Но что будет, если этот закат — последний?
Часть 1. НЕОБЯЗАТЕЛЬНЫЙ ПОЖАР
Восьмого февраля, в четверг, вечером, я украл куртку. Никто не мешал, ни одни глаза в том магазине даже не скользнули по мне, словно я был изображением на плакате или неуклюжим деревянным манекеном с пустым и плоским лицом. Наверное, это оттого, внешность моя до обидного стандартна — встретишь в толпе и сразу забудешь.
Магазин закрывался в семь часов, но уже к шести в гулком зале с серыми стенами почти никого не осталось. Я смотрел на окна: за ними в объемной, густой тьме летели ближние и дальние снежинки, образуя как бы несколько слоев снегопада. Белый фонарь расплылся на стекле мутным кругом, и снежинки в этом круге казались черными, как негатив.
Продавщица за низким захватанным прилавком тоже засмотрелась, стоя ко мне в профиль и накручивая на палец прядь русых прямых волос. Она была похожа на свой прилавок — такая же приземистая, широкая, основательная, на твердо стоящих ногах. И ощущение захватанности при взгляде на нее тоже возникало, я понял, откуда — голубой халат, плотно обтягивающий ее монолитное, плотное тело, давно не стирали. При этом продавщица была совсем молодая, лет двадцати пяти, наверное, и какая-то мечтательная, отстраненная, словно сознание ее существовало отдельно от тела и было другим — легким, звонким и быстрым.

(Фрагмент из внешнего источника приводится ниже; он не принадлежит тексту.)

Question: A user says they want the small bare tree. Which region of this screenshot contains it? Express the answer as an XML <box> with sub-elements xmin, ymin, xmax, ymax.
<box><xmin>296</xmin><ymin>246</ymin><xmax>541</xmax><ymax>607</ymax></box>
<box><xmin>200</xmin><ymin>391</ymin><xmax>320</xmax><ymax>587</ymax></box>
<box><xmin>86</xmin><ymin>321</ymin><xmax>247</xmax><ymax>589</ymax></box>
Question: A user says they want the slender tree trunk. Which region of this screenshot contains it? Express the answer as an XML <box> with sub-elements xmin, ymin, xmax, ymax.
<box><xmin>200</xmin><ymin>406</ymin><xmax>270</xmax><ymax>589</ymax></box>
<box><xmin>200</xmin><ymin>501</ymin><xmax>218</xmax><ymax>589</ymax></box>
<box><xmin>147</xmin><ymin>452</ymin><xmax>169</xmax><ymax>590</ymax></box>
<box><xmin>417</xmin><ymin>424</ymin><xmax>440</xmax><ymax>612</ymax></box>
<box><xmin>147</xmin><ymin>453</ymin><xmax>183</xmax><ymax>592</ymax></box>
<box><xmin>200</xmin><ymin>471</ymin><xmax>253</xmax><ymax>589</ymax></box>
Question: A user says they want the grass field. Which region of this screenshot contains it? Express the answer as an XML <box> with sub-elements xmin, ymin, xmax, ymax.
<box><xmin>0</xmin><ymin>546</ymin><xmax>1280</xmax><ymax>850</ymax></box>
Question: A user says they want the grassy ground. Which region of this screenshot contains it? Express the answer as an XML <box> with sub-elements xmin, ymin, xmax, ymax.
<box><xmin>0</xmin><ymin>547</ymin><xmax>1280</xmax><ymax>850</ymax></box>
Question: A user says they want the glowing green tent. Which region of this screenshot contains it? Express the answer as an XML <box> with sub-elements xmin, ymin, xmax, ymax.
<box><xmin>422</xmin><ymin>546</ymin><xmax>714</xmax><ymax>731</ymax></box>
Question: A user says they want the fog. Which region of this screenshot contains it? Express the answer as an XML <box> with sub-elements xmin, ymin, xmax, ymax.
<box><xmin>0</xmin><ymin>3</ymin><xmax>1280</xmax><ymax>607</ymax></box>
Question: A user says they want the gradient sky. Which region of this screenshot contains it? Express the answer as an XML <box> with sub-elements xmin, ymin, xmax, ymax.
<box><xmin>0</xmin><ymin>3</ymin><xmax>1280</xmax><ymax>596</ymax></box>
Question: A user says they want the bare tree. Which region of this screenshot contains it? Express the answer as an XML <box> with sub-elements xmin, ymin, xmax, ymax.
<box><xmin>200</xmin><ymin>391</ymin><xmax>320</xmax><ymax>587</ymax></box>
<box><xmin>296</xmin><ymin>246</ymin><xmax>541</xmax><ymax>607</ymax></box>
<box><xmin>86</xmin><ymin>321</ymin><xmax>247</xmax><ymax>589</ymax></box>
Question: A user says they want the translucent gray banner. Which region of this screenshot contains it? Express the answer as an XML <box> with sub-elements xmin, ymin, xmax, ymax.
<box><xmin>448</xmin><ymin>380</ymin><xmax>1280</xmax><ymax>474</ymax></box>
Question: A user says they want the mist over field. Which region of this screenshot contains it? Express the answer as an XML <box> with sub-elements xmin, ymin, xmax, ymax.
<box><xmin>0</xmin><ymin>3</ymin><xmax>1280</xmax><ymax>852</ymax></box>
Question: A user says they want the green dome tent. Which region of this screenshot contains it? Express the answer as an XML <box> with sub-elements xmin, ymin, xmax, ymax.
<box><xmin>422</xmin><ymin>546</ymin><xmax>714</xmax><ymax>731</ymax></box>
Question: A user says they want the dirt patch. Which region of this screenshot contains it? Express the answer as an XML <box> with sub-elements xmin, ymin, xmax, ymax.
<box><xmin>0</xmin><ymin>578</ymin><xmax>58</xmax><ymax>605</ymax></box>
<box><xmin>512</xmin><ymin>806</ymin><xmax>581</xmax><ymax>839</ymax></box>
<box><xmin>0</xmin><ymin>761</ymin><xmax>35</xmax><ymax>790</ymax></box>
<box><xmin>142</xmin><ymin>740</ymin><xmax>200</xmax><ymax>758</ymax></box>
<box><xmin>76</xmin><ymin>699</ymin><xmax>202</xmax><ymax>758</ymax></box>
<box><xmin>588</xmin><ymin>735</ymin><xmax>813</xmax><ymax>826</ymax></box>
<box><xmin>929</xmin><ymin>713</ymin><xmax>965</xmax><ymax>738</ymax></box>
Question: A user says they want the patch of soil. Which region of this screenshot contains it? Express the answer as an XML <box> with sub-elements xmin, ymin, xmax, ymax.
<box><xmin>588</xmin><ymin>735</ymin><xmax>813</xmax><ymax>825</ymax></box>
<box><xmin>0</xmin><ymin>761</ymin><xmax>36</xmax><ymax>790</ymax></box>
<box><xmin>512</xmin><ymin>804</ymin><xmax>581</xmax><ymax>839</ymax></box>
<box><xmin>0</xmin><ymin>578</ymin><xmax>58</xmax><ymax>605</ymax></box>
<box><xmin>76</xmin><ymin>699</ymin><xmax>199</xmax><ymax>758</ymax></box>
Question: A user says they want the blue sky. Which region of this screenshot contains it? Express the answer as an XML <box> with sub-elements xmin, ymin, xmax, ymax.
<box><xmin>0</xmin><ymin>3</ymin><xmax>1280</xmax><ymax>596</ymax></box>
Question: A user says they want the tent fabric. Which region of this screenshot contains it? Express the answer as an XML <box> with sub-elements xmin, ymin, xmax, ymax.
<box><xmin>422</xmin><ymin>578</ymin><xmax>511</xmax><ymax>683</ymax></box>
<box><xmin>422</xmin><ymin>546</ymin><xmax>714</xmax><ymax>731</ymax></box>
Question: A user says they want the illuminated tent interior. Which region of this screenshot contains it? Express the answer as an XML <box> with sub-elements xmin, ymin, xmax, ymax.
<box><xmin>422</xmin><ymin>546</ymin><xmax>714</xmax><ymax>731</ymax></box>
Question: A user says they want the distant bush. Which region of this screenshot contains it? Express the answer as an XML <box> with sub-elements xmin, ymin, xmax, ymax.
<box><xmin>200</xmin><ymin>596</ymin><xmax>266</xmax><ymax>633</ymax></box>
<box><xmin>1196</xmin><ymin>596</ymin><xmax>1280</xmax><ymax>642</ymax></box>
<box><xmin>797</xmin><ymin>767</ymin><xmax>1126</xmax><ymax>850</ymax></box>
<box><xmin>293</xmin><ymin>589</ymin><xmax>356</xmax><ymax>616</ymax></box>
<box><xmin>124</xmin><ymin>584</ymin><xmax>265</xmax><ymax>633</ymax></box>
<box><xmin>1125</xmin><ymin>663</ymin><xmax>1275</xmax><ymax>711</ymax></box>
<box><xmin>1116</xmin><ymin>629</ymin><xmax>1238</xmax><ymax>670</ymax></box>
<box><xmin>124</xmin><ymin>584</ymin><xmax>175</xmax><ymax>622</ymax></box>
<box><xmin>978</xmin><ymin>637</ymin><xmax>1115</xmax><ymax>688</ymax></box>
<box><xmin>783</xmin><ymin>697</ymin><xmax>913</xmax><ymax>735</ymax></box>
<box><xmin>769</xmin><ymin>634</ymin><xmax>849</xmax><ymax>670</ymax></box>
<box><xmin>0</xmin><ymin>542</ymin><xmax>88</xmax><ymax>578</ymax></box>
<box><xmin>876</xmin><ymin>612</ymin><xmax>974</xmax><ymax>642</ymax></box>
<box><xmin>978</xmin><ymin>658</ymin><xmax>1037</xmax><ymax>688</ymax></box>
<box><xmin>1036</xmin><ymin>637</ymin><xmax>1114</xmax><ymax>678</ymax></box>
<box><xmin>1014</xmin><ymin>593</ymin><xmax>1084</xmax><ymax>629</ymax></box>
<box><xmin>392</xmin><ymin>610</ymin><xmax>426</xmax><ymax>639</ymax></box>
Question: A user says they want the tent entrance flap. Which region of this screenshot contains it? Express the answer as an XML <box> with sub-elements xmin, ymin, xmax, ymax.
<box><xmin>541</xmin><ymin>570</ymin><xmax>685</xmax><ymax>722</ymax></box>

Как только пробило шесть, в зале притушили свет, и заметнее сделались окна. Запоздалый покупатель, мужчина лет сорока пяти, все бродил, то снимая с полки черный сапог, голенище которого грустно свисало, словно собачье ухо, то щупая рукав ватной куртки на вешалке, то останавливаясь у прилавка с разложенными под мутным от людских прикосновений стеклом катушками ниток, иголками и пуговицами. Я не мог понять, чего он хочет, то ли купить все-таки одну из вещей, то ли просто согреться.

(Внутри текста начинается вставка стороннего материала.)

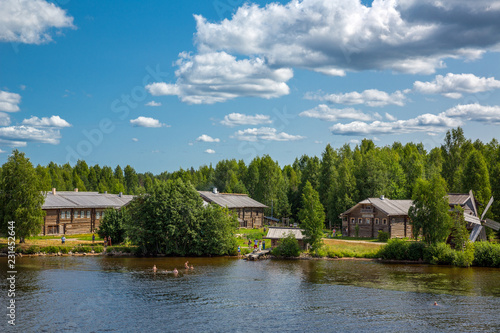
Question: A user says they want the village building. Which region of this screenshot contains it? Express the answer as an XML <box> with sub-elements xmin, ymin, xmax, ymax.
<box><xmin>41</xmin><ymin>189</ymin><xmax>133</xmax><ymax>235</ymax></box>
<box><xmin>264</xmin><ymin>227</ymin><xmax>307</xmax><ymax>250</ymax></box>
<box><xmin>340</xmin><ymin>196</ymin><xmax>412</xmax><ymax>238</ymax></box>
<box><xmin>340</xmin><ymin>191</ymin><xmax>479</xmax><ymax>238</ymax></box>
<box><xmin>198</xmin><ymin>188</ymin><xmax>267</xmax><ymax>228</ymax></box>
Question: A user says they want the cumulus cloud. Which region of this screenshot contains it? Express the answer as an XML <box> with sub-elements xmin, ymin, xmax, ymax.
<box><xmin>130</xmin><ymin>116</ymin><xmax>166</xmax><ymax>127</ymax></box>
<box><xmin>0</xmin><ymin>0</ymin><xmax>75</xmax><ymax>44</ymax></box>
<box><xmin>442</xmin><ymin>103</ymin><xmax>500</xmax><ymax>125</ymax></box>
<box><xmin>196</xmin><ymin>134</ymin><xmax>220</xmax><ymax>142</ymax></box>
<box><xmin>299</xmin><ymin>104</ymin><xmax>372</xmax><ymax>121</ymax></box>
<box><xmin>195</xmin><ymin>0</ymin><xmax>500</xmax><ymax>75</ymax></box>
<box><xmin>146</xmin><ymin>52</ymin><xmax>293</xmax><ymax>104</ymax></box>
<box><xmin>145</xmin><ymin>101</ymin><xmax>161</xmax><ymax>106</ymax></box>
<box><xmin>330</xmin><ymin>113</ymin><xmax>462</xmax><ymax>135</ymax></box>
<box><xmin>0</xmin><ymin>90</ymin><xmax>21</xmax><ymax>112</ymax></box>
<box><xmin>305</xmin><ymin>89</ymin><xmax>406</xmax><ymax>106</ymax></box>
<box><xmin>22</xmin><ymin>116</ymin><xmax>71</xmax><ymax>128</ymax></box>
<box><xmin>0</xmin><ymin>125</ymin><xmax>61</xmax><ymax>146</ymax></box>
<box><xmin>413</xmin><ymin>73</ymin><xmax>500</xmax><ymax>99</ymax></box>
<box><xmin>220</xmin><ymin>113</ymin><xmax>272</xmax><ymax>127</ymax></box>
<box><xmin>232</xmin><ymin>127</ymin><xmax>305</xmax><ymax>142</ymax></box>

Продавщица зевнула, прикрыв рот ладонью, и стала провожать мужчину взглядом. Вроде бы он не делал ничего такого, что не полагалось делать в магазине, но его беспредметное шатанье девушке не нравилось, и она сказала:
— Вы бы купили что-нибудь, а то все выбираете, выбираете, так и магазин закроется.
— Сейчас, — подал голос мужчина и остановился все-таки у куртки, — А она теплая?
— Потрогайте, — девушка чуть оживилась и стала прохаживаться за своим прилавком, сунув руки в карманы халата.
Мужчина потрогал. Потом снял куртку с вешалки и взвесил ее в руках:
— Тяжелая.
— Чистая вата! Очень хорошее качество, товар первого сорта.
Я стоял в углу, у лестницы, прямо под щитом с объявлениями, и смотрел на них из своего сумрака. Лампочка надо мной не горела, и я находился в самом центре неосвещенного пространства между длинным плафоном дневного света в торговом зале и таким же плафоном, только поменьше, на лестничной площадке пролетом ниже.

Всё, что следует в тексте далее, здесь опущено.